Former mathematics student at the University of Cambridge; now a software engineer.

# Lottery odds

It has been proposed to me that if one is to play the National Lottery, one should be sure to select one’s own numbers instead of allowing the machine to select them for you.

To summarise and slightly simplify the Lottery: at some point during the week, the entrant picks six distinct numbers from 1 to 49 inclusive, and buys a ticket with those numbers on. There is also the option to let the ticket vending machine choose numbers at random, instead of having you choose them. Then on Wednesday evening, six numbers are selected from 1 to 49 on live TV by a process which is as near to true random as we can get while still retaining drama. If all six of your numbers match all six of the prize numbers, you win a prize. (In the actual game, there are also smaller prizes for matching fewer numbers, and so on.)

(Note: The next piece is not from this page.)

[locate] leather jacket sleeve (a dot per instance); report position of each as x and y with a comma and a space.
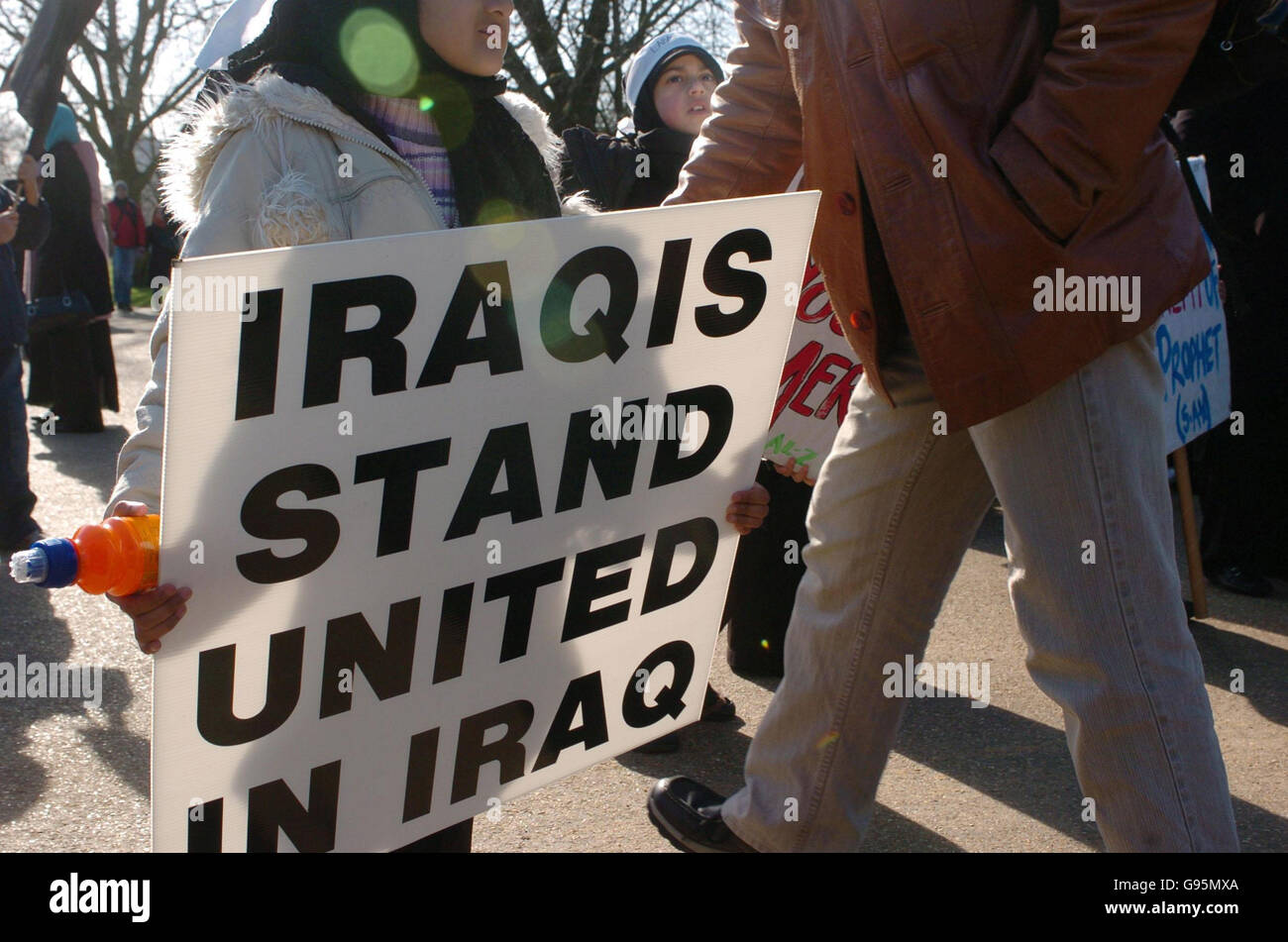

The argument goes as follows: if you let the vending machine decide your numbers, you have the square of the probability of winning. (That is, a much smaller chance.) Indeed, in order to win, the vending machine first needs to select the winning numbers, and then the TV machine also does.

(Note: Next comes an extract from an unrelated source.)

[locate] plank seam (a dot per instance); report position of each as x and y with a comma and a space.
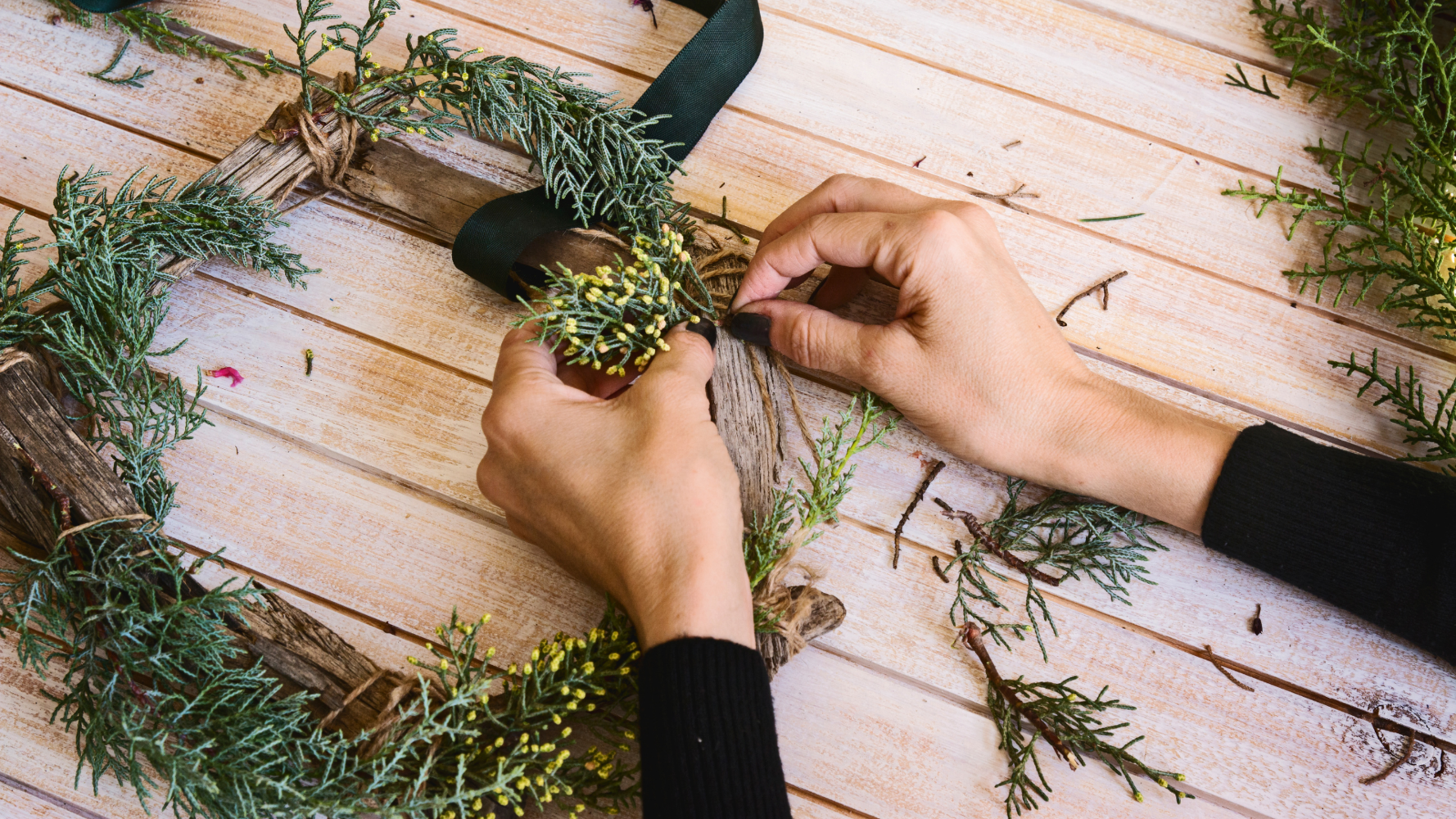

This is, of course, a confusion of the probability of A given B, and the probability of A and B. What was calculated was the probability that the vending machine picks the six given numbers and the TV picks the six given numbers. What is actually required is the probability that the TV picks the six given numbers given that the vending machine also did.

By the way, “A and B” is definitely distinct from “A given B”: in a population, the probability that a person is both Albert Einstein and a man is rather low, but the probability that a given person is a man given that they are Albert Einstein is 1.

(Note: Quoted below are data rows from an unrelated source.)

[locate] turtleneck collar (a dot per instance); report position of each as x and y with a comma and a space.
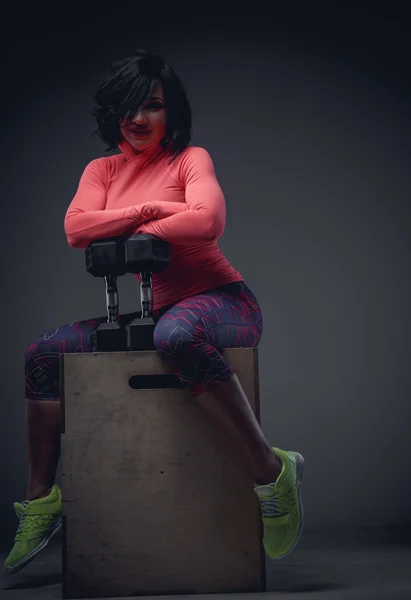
143, 158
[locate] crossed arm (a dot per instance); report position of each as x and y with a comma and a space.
199, 220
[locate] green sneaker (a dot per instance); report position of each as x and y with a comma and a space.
39, 520
281, 508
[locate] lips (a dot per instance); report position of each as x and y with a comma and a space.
139, 133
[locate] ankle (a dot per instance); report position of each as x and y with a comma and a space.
270, 471
39, 493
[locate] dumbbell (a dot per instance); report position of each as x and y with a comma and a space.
105, 258
144, 254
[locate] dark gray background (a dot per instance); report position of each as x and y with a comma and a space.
306, 116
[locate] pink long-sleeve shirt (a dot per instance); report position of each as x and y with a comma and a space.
181, 203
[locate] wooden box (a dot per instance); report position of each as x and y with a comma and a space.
155, 500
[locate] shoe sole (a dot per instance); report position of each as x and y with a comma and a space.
11, 570
300, 465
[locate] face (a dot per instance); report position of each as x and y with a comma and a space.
146, 127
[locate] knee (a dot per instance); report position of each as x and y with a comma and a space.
171, 338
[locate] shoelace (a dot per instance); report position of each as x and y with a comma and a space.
35, 521
270, 506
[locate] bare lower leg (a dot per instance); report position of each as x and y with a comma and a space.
43, 420
227, 404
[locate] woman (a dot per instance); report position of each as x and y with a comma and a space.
158, 184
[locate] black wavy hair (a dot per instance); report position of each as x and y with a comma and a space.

The first way to make the lottery more intuitive is to note that we could have conducted the lottery so that we already drew the TV’s winning numbers, in secret, before you bought your ticket. Only on buying it do you find out whether you’ve won or not. Now we are simply trying to match six specific numbers by buying our ticket (although we do not know what they are in advance, we do know they are fixed), and the vending machine can guess exactly as well as I can. By analogy: the TV person flips a coin, and then tells you that you will win if you can guess what the outcome of the coin flip was. It’s obvious that you’ll win half the time if you pick heads, and half the time if you pick tails, and you won’t do any better than the vending machine if you guess. Now, instead, let’s say that you pick your heads/tails option first, and then the TV person flips a coin. Nothing has changed except the order in which we do things, and the machine will still do just as well as you. (Analogy, of course, is that selecting the six numbers you want to win is the same as selecting the head/tail option you want to win.)

That is, the bogus argument of the third paragraph is not time independent. If you simply shuffle some of the stages of the lottery around, even though this should have no effect on the outcome, the bogus argument says the outcome should be different.

The second way is let’s say I’m in competition with you to win most money on the lottery. I’m going to pick the “vending machine” option. You claim I’m thirteen million times less likely to win when the vending machine has picked my numbers, so you surely won’t object if I change the lottery slightly so that if I choose the “vending machine” option, it picks two sets of six numbers and enters me for them both simultaneously. That doubles my winning chance, but it’s still a damn sight worse than the penalty of thirteen million times I incurred by picking the “vending machine” option. You likewise won’t mind if I change the lottery so that the “vending machine” chance picks ten sets of numbers. A hundred. Thirteen million, which brings me into parity with your lottery: according to you, we’re now equally likely to win. But wait - now them machine has picked every combination. I win if any combination wins! And I’m still… just as likely as you to win? Come back to me when you’re winning every time and we can rethink.

The third way to make the distinction more intuitive is to make everything much smaller. Let’s say I just need to pick one number, and the TV picks one number, each out of 3 instead of 50. Now, the cases in which I win are precisely {(1,1), (2,2), (3,3)}, where (a,b) means “I picked number a, and the machine picked number b”. The cases in which I do not win are precisely {(1,2), (1,3), (2,1), (2,3), (3,1), (3,2)}. All of these are equally likely - (1,1) is exactly as likely as (1,2), because if I sneakily relabeled the TV’s lottery balls by swapping 1 for 2 then that should have no effect on the outcomes - so my chance of winning is 3/9, or 1/3. This is independent of the means I used to pick my choice, because there is exactly one winning outcome for each of my possible choices. The situation is completely symmetrical: relabelling all the choices doesn’t change anything. If it helps, we could think of the option “let the vending machine decide” as “I choose the number 1. Now I let the vending machine apply some scrambling operation I don’t know, and it will spit out the number I’ll end up using.” This doesn’t change any of the probabilities, because the statement of the problem is completely independent of what labels appear on the choices (as long as they’re all different).

I fear that my third way might require more maths than most people have - the idea of symmetry isn’t exactly common.

Anyway, everyone should agree that the lottery is a bad investment if your intention is only to gain money out of it. (Aside from anything else, if you stood to gain anything from playing the lottery, then by symmetry so must everyone else, so the lottery itself must stand to lose. There’s simply nowhere else the gain could come from. The lottery would be closed down immediately if it made a loss.)